[HN Gopher] Benchmarking RSA Key Generation
       ___________________________________________________________________
        
       Benchmarking RSA Key Generation
        
       Author : mfrw
       Score  : 42 points
       Date   : 2024-12-31 12:57 UTC (3 days ago)
        
 (HTM) web link (words.filippo.io)
 (TXT) w3m dump (words.filippo.io)
        
       | throw0101c wrote:
       | For new deployments/protocols, is there any reason to use RSA? Is
       | RSA (mostly?) about legacy support nowadays?
        
         | bux93 wrote:
         | For new protocols, go with X25519MLKEM768, then it's quantum
         | proof as well.
        
           | daneel_w wrote:
           | To my understanding, even with Shor's algorithm, RSA is
           | quantum-resistant when applying sufficiently large numbers
           | such that the quantum computer used to locate the prime must
           | be "sufficiently larger", i.e. a cat and mouse game of sorts
           | until some major breakthrough comes along. I agree with
           | simply moving to Ed25519 and X25519/ML-KEM etc.
        
             | honzaik wrote:
             | well, it depends on the size of the quantum computer. of
             | course you can make large enough RSA keys (depends whats
             | your security margin/assumptions) but the problem is that
             | the size/computational increase is exponential whereas the
             | solving speed scales polynomially.
             | 
             | https://eprint.iacr.org/2017/351
        
               | maginx wrote:
               | The size/computational complexity of usage also only
               | grows as a polynomial with RSA. But even with this in
               | mind, a quantum computer that can crack in polynomial
               | time is still problematic. While you can increase the key
               | size, the operator of the quantum computer could enlarge
               | his computer, a true cat-and-mouse game. Unlike the
               | current situation where usage complexity grows as a
               | polynomial, while cracking grows exponentially. This
               | difference is the reason why we can pick key sizes where
               | signing/decryption takes a millisecond while cracking it
               | takes (presumably) billions of years.
        
         | wolf550e wrote:
         | Ed25519 has been recommended over RSA for many years, post-
         | quantum stuff is recent. RSA should only be used to support old
         | protocols like webpki certificates.
        
         | upofadown wrote:
         | RSA is faster than elliptic curves for signature verification
         | and encryption. It is one of the oldest methods (half a
         | century) which suggests that it could be a good choice when you
         | need the lowest possible chance of some discovered weakness.

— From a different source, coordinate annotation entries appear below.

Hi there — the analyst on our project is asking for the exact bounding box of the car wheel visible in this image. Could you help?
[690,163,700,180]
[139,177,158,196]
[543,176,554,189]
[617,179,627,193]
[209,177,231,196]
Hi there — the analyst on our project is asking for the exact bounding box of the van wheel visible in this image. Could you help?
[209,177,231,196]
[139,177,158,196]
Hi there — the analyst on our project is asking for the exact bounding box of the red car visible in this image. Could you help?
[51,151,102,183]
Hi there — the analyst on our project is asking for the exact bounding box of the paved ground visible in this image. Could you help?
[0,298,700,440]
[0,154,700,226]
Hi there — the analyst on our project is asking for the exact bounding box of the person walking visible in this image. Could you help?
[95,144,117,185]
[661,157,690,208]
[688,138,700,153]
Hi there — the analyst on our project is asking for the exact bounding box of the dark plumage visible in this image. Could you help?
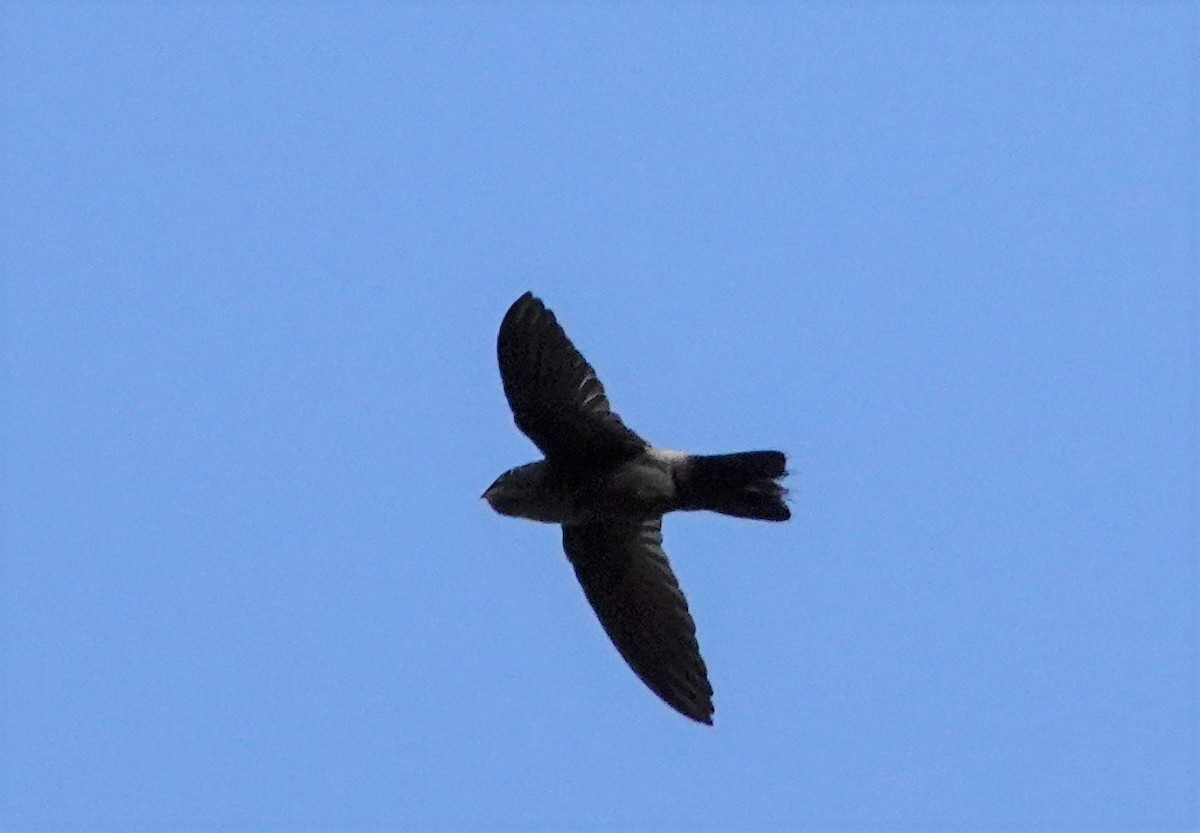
[484,293,791,724]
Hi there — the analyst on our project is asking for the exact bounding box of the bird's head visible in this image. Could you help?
[484,462,559,523]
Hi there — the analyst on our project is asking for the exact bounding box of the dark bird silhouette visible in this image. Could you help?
[484,292,791,725]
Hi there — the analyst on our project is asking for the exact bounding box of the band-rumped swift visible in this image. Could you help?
[484,292,791,725]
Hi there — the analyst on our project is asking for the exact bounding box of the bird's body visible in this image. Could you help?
[484,293,791,724]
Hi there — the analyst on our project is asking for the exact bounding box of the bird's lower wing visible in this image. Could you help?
[563,519,713,724]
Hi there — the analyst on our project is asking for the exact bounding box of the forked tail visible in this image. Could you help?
[678,451,792,521]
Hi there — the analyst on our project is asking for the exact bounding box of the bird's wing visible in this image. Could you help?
[496,292,647,465]
[563,519,713,725]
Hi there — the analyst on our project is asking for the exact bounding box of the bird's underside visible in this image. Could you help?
[485,293,788,724]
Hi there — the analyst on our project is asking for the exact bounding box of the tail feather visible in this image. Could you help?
[678,451,792,521]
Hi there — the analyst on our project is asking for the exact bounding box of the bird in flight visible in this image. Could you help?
[484,292,791,725]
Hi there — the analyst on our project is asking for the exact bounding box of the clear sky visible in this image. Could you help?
[0,2,1200,831]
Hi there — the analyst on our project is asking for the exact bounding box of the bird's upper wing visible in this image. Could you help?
[563,519,713,724]
[496,292,647,465]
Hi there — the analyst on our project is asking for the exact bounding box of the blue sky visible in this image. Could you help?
[0,2,1200,831]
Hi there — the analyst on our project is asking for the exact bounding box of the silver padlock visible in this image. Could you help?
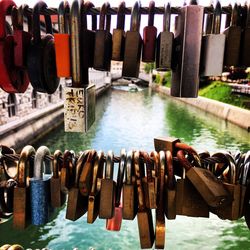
[64,0,96,132]
[200,2,226,76]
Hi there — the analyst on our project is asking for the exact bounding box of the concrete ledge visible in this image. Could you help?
[150,83,250,132]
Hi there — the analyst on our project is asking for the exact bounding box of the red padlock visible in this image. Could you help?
[0,0,29,93]
[11,5,32,68]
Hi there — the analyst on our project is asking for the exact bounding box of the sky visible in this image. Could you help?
[14,0,250,33]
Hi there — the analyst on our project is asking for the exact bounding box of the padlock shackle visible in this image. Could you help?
[90,150,104,195]
[166,150,175,190]
[81,1,97,30]
[231,3,239,26]
[134,151,146,211]
[163,3,171,31]
[70,0,82,88]
[99,2,111,31]
[212,1,222,34]
[105,150,114,180]
[115,149,127,207]
[0,0,16,40]
[34,146,52,179]
[52,149,62,178]
[32,1,53,44]
[148,1,155,26]
[116,1,126,30]
[58,1,70,34]
[130,1,141,31]
[17,145,36,187]
[74,150,90,188]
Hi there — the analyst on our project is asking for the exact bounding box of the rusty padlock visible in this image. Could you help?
[142,1,157,62]
[13,145,35,229]
[54,1,71,77]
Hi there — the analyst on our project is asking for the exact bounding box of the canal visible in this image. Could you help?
[0,88,250,250]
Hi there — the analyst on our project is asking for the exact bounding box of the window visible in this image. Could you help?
[31,89,37,109]
[7,94,17,117]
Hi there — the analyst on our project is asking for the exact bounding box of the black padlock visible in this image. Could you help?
[27,1,59,94]
[93,2,112,71]
[122,2,142,78]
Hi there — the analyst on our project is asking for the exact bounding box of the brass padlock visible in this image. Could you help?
[134,151,154,249]
[165,150,176,220]
[66,150,89,221]
[99,150,116,219]
[13,145,35,229]
[122,150,138,220]
[87,151,104,224]
[155,151,166,249]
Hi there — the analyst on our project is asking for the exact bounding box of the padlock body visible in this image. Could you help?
[54,34,71,77]
[186,167,231,207]
[122,184,138,220]
[30,178,51,226]
[200,34,226,76]
[99,179,116,219]
[155,31,174,71]
[112,29,125,61]
[93,30,112,71]
[171,5,204,98]
[13,30,31,68]
[223,26,241,67]
[165,189,176,220]
[13,187,30,229]
[66,187,88,221]
[142,26,157,62]
[122,31,142,78]
[137,208,154,249]
[241,27,250,67]
[81,30,95,68]
[176,179,209,218]
[50,177,66,208]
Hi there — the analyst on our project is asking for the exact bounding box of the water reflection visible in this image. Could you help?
[0,89,250,250]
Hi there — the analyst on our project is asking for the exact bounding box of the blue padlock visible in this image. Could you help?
[30,146,52,226]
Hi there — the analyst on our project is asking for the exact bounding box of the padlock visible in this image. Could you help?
[122,2,142,78]
[122,150,138,220]
[211,152,241,220]
[87,151,105,224]
[106,149,127,231]
[79,150,96,196]
[141,151,156,209]
[223,3,241,67]
[66,150,89,221]
[240,4,250,67]
[155,151,165,249]
[54,1,71,77]
[11,5,31,69]
[60,150,76,194]
[156,3,174,71]
[200,2,226,76]
[93,2,112,71]
[134,151,154,249]
[0,0,29,93]
[99,150,116,219]
[80,2,97,68]
[177,150,231,207]
[142,1,157,62]
[112,2,126,61]
[13,145,35,229]
[64,0,96,132]
[27,1,59,94]
[165,150,176,220]
[50,150,66,208]
[30,146,52,226]
[171,0,204,97]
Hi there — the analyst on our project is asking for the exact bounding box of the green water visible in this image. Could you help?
[0,89,250,250]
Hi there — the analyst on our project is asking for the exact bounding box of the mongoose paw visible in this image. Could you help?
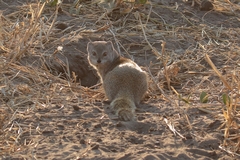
[118,109,135,121]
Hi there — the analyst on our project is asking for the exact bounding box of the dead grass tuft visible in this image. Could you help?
[0,1,240,158]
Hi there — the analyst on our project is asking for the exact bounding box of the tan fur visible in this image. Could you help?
[87,41,147,121]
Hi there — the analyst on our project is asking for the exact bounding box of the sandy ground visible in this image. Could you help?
[0,1,240,160]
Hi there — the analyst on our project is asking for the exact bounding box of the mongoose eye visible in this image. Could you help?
[103,52,107,57]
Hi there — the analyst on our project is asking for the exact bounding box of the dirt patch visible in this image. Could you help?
[0,1,240,160]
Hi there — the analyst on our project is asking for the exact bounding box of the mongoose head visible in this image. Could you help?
[87,41,119,68]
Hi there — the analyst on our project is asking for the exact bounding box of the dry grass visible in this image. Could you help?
[0,1,240,158]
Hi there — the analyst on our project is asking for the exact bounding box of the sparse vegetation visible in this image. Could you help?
[0,0,240,159]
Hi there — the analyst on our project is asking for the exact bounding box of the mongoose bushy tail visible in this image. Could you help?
[87,41,147,121]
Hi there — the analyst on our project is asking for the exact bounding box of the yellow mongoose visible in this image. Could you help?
[87,41,147,121]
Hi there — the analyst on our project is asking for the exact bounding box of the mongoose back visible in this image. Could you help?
[87,41,147,121]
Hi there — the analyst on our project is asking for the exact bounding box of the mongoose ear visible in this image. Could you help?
[87,42,93,52]
[107,41,113,51]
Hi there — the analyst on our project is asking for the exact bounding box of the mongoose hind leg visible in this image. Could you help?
[110,98,136,121]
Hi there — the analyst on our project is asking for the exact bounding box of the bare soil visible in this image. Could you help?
[0,0,240,160]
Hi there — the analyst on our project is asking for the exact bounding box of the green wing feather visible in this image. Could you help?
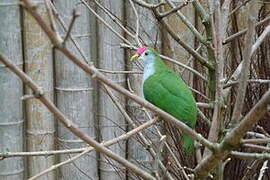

It
         | can be used for both signing and encryption (but not with the
         | same key pair).
        
         | maginx wrote:
         | I still see a lot of RSA especially for encryption. While ECC
         | can be used for encryption it is more convoluted and much less
         | supported in hardware, software etc. than RSA
         | decryption/encryption.
        
         | thayne wrote:
         | FIPS 140-2 Compliance. FIPS 140-3 adds support for ECC, but it
         | is relatively new, and there aren't a lot of modules that have
         | been certified for it yet, so depending on you your environment
         | and requirements you might still need to use RSA.
         | 
         | Or you are doing a new deployment that needs to be compatible
         | with something that only supports RSA.
        
       | jdewerd wrote:
       | > The prime-counting function approximation tells us there are
       | Li(x) primes less than x, which works out[5] to one prime every
       | 354 odd integers of 1024 bits.
       | 
       | Rule of thumb: Want a 1024-bit prime? Try 1024 1024-bit
       | candidates and you'll probably find one. Want a 4096-bit prime?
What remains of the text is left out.